In the present study, all 40 autism patients with epilepsy manifested intellectual disabilities. We found two peaks of seizure onset, one in early childhood and one in adolescence, with a high incidence of West syndrome (p=0.005) in the early-onset group and a high level of secondarily generalized seizures (p=0.01) in the late-onset group. Overall, these results are closely consistent with those published by the other researchers [3]; however, the high rate of secondarily generalized seizures in the late-onset epilepsy group of autism is herein reported for the first time.

Table 3: EEG findings, neuroimaging and associated etiology.

Autism is likely caused by alterations in the structural organization and/or function of neural systems that process social information, language and sensorimotor integration. Many autism susceptibility genes encode proteins that regulate synapse development and activity-dependent neural responses. The following three additional mechanisms may also contribute to autism: (1) the evolutionarily driven expansion of the cerebrum and cerebellar size via signaling systems, such as those activated by fibroblast growth factors, (2) an imbalance in the excitatory/inhibitory ratio in local and extended circuits and (3) the hormonal effects of the male genotype [11]. The disruption of the GABAergic circuit function has been implicated in various neurodevelopmental and psychiatric disorders , including schizophrenia, autism, mental retardation and epilepsy [12]. These changes induce abnormal excitability and disrupted synaptic plasticity in the developing brain, resulting in the high level of seizure susceptibility observed in patients with autism.

It has been proposed that autism, epilepsy and intellectual disabilities can be understood as disorders of synaptic plasticity. Recent studies have shown that, in individuals with both of autism and intellectual disabilities, the rate of epilepsy is as high as 20%. In autism patients without intellectual disabilities, the rate of epilepsy is approximately 8% [13]. The causal mechanisms of autism and epilepsy remain controversial; however, it has been suggested that the most common reason for the co-occurrence of autism and epilepsy is that the same brain pathology causes both disorders. It has also been proposed that the coexistence of autism and epilepsy occurs secondarily to an epileptic process in early development that interferes with the development of specific brain networks, thus resulting in the autism phenotype [14]. Therefore, the development of epilepsy and/or spontaneous seizures themselves may result in maladaptive synaptic plasticity that contributes to learning and behavioral difficulties [15].

Generalized tonic-clonic seizures can occur in patients with primary generalized epilepsy or can arise from partial seizures with secondary generalization.

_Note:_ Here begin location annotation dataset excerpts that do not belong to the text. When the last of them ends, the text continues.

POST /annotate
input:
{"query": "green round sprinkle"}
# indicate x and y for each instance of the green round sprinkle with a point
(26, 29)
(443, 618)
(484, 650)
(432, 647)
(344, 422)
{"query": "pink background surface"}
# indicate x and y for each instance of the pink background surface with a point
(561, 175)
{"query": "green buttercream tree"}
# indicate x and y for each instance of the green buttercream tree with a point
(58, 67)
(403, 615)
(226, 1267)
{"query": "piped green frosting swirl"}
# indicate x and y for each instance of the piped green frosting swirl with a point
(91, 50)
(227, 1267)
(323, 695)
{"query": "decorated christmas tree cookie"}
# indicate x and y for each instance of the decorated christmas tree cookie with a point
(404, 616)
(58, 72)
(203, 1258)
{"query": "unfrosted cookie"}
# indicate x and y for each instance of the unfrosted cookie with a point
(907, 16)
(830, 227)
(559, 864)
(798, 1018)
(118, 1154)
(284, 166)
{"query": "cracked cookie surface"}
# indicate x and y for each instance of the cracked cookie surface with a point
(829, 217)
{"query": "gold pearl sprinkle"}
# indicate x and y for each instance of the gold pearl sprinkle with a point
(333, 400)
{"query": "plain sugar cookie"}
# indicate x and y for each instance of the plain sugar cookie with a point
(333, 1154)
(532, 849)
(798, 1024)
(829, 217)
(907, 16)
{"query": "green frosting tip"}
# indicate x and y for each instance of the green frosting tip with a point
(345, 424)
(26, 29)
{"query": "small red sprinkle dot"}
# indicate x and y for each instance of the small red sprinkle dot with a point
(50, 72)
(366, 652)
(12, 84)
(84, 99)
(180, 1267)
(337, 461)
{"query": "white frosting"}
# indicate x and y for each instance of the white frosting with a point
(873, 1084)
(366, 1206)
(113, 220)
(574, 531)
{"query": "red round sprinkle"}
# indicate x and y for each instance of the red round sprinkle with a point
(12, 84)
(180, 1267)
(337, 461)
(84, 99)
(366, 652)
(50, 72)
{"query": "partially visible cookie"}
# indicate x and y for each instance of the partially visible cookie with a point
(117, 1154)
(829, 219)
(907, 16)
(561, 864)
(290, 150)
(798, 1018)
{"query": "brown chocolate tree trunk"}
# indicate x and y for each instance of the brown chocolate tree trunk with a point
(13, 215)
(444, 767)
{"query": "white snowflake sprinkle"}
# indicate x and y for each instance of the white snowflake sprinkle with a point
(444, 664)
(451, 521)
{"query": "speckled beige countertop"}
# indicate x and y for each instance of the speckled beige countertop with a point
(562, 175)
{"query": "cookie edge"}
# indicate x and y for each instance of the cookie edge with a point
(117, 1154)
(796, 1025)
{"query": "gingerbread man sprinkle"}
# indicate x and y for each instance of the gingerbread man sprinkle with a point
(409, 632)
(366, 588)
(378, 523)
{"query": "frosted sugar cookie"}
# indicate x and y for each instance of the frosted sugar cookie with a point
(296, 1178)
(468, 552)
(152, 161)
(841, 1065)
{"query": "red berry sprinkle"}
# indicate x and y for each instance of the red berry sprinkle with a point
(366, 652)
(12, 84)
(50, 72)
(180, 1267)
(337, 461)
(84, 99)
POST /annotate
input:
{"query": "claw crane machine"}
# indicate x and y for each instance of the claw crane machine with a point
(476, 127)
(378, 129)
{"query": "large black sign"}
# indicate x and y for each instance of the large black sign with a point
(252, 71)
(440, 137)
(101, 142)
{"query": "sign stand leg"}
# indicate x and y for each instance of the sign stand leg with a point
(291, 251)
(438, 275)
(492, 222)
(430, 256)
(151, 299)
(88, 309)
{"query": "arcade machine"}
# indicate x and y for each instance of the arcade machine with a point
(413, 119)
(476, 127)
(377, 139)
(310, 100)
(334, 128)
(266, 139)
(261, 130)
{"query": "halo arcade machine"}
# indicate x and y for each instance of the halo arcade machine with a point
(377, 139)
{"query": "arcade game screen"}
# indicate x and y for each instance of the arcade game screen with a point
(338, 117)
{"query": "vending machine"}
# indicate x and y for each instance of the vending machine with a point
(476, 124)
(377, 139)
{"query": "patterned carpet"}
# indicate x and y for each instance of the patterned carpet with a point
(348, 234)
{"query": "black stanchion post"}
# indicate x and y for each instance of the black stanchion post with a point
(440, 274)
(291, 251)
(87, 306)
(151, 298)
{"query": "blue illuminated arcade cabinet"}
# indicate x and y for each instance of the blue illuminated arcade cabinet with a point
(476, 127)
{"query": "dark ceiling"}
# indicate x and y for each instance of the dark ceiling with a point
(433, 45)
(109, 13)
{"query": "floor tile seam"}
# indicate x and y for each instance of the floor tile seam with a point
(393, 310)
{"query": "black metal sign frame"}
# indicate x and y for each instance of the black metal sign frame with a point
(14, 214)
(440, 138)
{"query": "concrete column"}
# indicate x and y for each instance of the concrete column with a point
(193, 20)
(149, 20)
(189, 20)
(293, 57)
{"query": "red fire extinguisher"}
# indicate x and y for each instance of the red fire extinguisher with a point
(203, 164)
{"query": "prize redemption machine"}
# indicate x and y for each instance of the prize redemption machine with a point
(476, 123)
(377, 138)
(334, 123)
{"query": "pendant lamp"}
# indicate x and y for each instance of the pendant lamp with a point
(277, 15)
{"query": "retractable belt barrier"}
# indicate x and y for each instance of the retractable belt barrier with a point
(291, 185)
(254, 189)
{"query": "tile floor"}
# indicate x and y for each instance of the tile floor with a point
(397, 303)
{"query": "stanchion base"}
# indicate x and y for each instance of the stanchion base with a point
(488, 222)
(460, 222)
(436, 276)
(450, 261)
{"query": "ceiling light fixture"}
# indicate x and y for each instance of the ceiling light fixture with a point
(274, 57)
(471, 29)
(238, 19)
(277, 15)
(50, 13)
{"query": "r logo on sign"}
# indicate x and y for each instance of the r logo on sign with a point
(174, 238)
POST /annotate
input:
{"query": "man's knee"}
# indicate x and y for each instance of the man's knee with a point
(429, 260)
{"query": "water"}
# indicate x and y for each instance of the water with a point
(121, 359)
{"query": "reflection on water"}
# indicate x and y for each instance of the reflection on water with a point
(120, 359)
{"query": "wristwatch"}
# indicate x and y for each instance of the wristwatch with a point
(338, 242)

In a study of SPECT used to image cerebral blood flow (CBF) changes in patients with secondarily generalized seizures, there were CBF increases in the thalamus, basal ganglia and superior medial cerebellum during generalization, and progressive CBF increases were observed postictally in the cerebellar hemispheres and midbrain [16]. The thalamus and upper brain stem are thought to be critical for synchronizing abnormal cortical-subcortical electrical discharges, generating tonic motor activity and producing impaired consciousness in patients with epilepsy [17]. Thus, the involvement of the upper brain stem and thalamus in patients with secondarily generalized seizures supports the proposed roles of these structures in seizure generalization. The mechanisms underlying the secondary generalized seizures in late-onset epilepsy in autistic subjects are still unclear. Therefore, future research should be performed to better understand the brain network and the mechanisms of subcortical hyper excitability in patients with autism and epilepsy.